Minje Choi, Jiaxin Pei, Sagar Kumar, Chang Shu, David Jurgens


Abstract
Large language models (LLMs) have been shown to perform well at a variety of syntactic, discourse, and reasoning tasks. While LLMs are increasingly deployed in many forms including conversational agents that interact with humans, we lack a grounded benchmark to measure how well LLMs understand social language. Here, we introduce a new theory-driven benchmark, SocKET, that contains 58 NLP tasks testing social knowledge which we group into five categories: humor & sarcasm, offensiveness, sentiment & emotion, and trustworthiness. In tests on the benchmark, we demonstrate that current models attain only moderate performance but reveal significant potential for task transfer among different types and categories of tasks, which were predicted from theory.

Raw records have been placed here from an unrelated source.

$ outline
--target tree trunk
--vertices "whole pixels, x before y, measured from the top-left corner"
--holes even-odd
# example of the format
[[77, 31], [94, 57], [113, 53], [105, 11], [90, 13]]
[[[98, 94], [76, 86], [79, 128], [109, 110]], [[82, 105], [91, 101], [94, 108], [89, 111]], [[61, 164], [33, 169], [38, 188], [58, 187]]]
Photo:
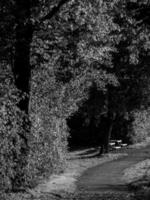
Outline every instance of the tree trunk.
[[113, 114], [108, 113], [108, 131], [106, 133], [106, 140], [105, 140], [105, 152], [106, 153], [109, 152], [109, 141], [111, 138], [111, 133], [112, 133], [115, 118], [116, 118], [115, 113], [113, 113]]
[[20, 92], [20, 100], [18, 108], [23, 112], [22, 131], [18, 131], [21, 140], [21, 152], [17, 158], [17, 166], [15, 167], [15, 177], [13, 188], [20, 188], [24, 185], [25, 174], [24, 169], [27, 164], [27, 155], [29, 152], [27, 134], [30, 132], [29, 120], [29, 97], [30, 97], [30, 46], [33, 37], [33, 28], [29, 23], [30, 19], [30, 0], [20, 0], [17, 2], [16, 10], [16, 43], [14, 65], [12, 71], [14, 74], [15, 85]]

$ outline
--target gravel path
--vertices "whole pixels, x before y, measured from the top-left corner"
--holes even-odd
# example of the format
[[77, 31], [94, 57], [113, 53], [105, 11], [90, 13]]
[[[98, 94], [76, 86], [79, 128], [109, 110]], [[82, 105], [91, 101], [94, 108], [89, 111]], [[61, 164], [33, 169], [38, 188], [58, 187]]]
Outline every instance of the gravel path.
[[78, 190], [91, 194], [103, 192], [128, 193], [127, 185], [122, 179], [123, 171], [140, 161], [149, 159], [150, 146], [126, 151], [127, 157], [86, 170], [78, 179]]

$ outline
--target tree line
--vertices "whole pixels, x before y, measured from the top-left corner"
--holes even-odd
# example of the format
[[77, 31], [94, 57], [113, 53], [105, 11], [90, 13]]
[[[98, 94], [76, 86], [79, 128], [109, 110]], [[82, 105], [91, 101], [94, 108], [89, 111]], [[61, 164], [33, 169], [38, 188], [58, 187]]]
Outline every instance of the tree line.
[[1, 0], [1, 188], [62, 170], [76, 112], [91, 134], [105, 122], [106, 151], [117, 120], [133, 138], [136, 120], [148, 132], [149, 12], [149, 1]]

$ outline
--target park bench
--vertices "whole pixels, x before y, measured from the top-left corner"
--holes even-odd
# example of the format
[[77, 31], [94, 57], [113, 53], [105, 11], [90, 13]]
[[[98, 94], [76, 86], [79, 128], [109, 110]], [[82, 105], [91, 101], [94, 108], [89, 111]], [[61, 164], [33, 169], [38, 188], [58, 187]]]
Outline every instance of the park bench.
[[110, 140], [109, 142], [109, 147], [111, 150], [115, 149], [115, 150], [119, 150], [122, 147], [127, 147], [128, 144], [126, 143], [122, 143], [122, 140]]

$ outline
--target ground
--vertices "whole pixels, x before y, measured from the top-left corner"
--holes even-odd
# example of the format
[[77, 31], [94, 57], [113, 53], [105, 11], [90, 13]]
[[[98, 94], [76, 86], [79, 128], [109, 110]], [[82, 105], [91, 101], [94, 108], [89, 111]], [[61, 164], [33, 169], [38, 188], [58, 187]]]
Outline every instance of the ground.
[[[148, 200], [149, 144], [130, 146], [101, 157], [97, 156], [98, 148], [70, 152], [64, 173], [53, 175], [23, 198], [11, 200], [141, 200], [143, 196]], [[137, 191], [136, 197], [133, 191]]]

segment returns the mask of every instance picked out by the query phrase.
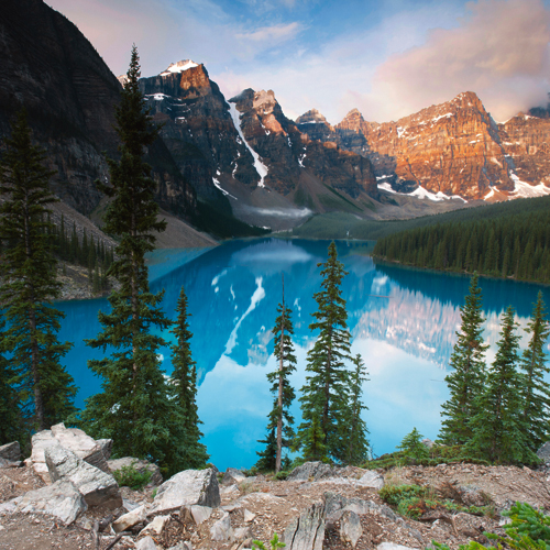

Through zero-shot evaluations, we show that pretrained models already possess some innate but limited capabilities of social language understanding and training on one category of tasks can improve zero-shot testing on others. Our benchmark provides a systematic way to analyze model performance on an important dimension of language and points to clear room for improvement to build more socially-aware LLMs. The resources are released at https://github.com/minjechoi/SOCKET.
Anthology ID:
2023.emnlp-main.699
Volume:
Proceedings of the 2023 Conference on Empirical Methods in Natural Language Processing
Month:
December
Year:
2023
Address:
Singapore
Editors:
Houda Bouamor, Juan Pino, Kalika Bali
Venue:
EMNLP
SIG:
Publisher:
Association for Computational Linguistics
Note:
Pages:
11370–11403
Language:
URL:
https://aclanthology.org/2023.emnlp-main.699
DOI:
10.18653/v1/2023.emnlp-main.699
Bibkey:
Cite (ACL):
Minje Choi, Jiaxin Pei, Sagar Kumar, Chang Shu, and David Jurgens. 2023. Do LLMs Understand Social Knowledge? Evaluating the Sociability of Large Language Models with SocKET Benchmark. In Proceedings of the 2023 Conference on Empirical Methods in Natural Language Processing, pages 11370–11403, Singapore. Association for Computational Linguistics.
Cite (Informal):
Do LLMs Understand Social Knowledge? Evaluating the Sociability of Large Language Models with SocKET Benchmark (Choi et al., EMNLP 2023)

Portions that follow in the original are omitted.